Knight's Chase was the first game in a planned trilogy of Time Gate video games.

== Plot ==
William Tibbs, a young American man studying law in Paris, searches the newspapers to find signs of his girlfriend Juliette, who has been missing for a couple of days. One night from nowhere his room is attacked by a menacing dark knight with a view to killing William, but William quickly defeats him and the knight evaporates, leaving behind a ring without a stone and a mystical mirror through which William sees far into the past where Juliette is a prisoner in the hands of the evil inquisitor Wolfram. This is where the adventure begins, when William must find a way to go back in time to the 14th century, the era of the ancient Knights Templar, and to become a knight. Without properly understanding the twists and turns around him, William just wants to find Juliette and get back to modern times. But first he must defeat Wolfram and thus restore the glory of the Knights Templar.

==Reception==
Maximum praised the game's mix of swordplay and puzzles, as well as the plot twists, but gave it an overall negative review due to its overt similarity to the Alone in the Dark series, commenting "The Alone in the Dark trilogy are undeniably great games, but after milking the genre dry surely a change of plan is necessary. Obviously not if Time gate[sic] is anything to go by, as it's more than just a tribute to the Edward Carnby adventures - it's practically identical." They also stated that the Gouraud-shaded characters look dated compared to texture-mapped characters, and scored the game three out of five stars. A reviewer for Next Generation instead complained of awkwardness resulting from the game's controls and limited number of camera angles, and criticized the developers for not including gamepad support. He further commented that though Alone in the Dark was a landmark game, Knight's Chase did not make enough improvement given the three years that had passed since then. He scored it two out of five stars.

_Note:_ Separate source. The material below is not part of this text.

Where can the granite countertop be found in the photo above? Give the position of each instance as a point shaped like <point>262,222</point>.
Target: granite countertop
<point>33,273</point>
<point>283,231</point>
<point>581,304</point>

Andy Butcher reviewed Time Gate for Arcane magazine, rating it a 7 out of 10 overall. Butcher comments that "polished though it is, Time Gate doesn't really offer anything new. If you're familiar with the Alone In The Dark series you won't be able to escape the feeling that you've seen all this before. Still, there's precious little to criticise, and it offers several hours of solid gaming."